RE: GUNS: Re: Self Defense

From: denis bider (denis.bider@globera.com)
Date: Fri Jan 19 2001 - 19:02:27 MST


James Rogers wrote:

> Of course, a total "buyback" in the U.S. would be an extraordinarily
> expensive endeavor, considering the number of guns in circulation
> (hundreds of millions); I'm not sure that people would be willing to pay
> $100+ Billion in taxes to allow the government to buy/take everyone's
> weapons.

> Legislating a total ban without compensation on something that most
> everyone owns and that was expensive to purchase is a stupid and assinine
> policy. This isn't even about guns; it is flawed in principle applied to
> any material item with a similar profile.

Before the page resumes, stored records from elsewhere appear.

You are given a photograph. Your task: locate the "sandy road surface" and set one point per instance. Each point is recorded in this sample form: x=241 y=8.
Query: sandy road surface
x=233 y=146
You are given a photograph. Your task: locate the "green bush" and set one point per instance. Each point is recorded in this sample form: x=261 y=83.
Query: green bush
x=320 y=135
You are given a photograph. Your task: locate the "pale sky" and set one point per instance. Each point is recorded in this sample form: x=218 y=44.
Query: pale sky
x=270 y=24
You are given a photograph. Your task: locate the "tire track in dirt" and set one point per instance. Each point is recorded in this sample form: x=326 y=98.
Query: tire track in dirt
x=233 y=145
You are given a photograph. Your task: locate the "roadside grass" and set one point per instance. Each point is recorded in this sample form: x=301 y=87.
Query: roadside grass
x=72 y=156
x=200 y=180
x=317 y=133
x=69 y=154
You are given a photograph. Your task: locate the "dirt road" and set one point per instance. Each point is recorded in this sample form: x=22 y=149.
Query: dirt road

Firstly, I concede that what I teased you with is probably unworkable in a
society like the USA. But it's not stupid; it's just unworkable.

Beyond that, your argument is a bit funny in its own right. You say that
"everyone has firearms". So if there was a buyback, the government should
pay for these firearms. But who pays the government to do it? The people do,
obviously. The same people who have guns would pay themselves the price to
let go of the guns. :-) On a larger scale, this scheme is economically
equivalent to just taking the guns away at no compensation.

You see, the problem your society seems to have is that you are in love with
firearms, 100 years after there shouldn't be any rational use for them
anymore. At the time your founding fathers set up the constitution, America
was a cowboy land. Sure, you definitely needed a shotgun at that time, as
many of them as possible. But that time has passed, has it? You now have
gun-wielding cowboys passing through New York and San Francisco, and I think
that's just a little bit misplaced.

One day when you get around to it you might want to rethink that part of
your constitution. [As well as the electoral college part, I might add.]

No offense intended - it's just that a society's rules need to develop along
with the society. Although a conservative pace of development is usually
beneficial as far as the law is concerned, you seem to be stuck in a hole
with no way out: Johnny grow up with guns, Johnny emotionally attached to
guns.

Of course, I may be wrong. Maybe guns are good. But I sure don't want to
live in a neighbourhood where every lunatic has one; I prefer a
neighbourhood where the most they can do is punch you in the face.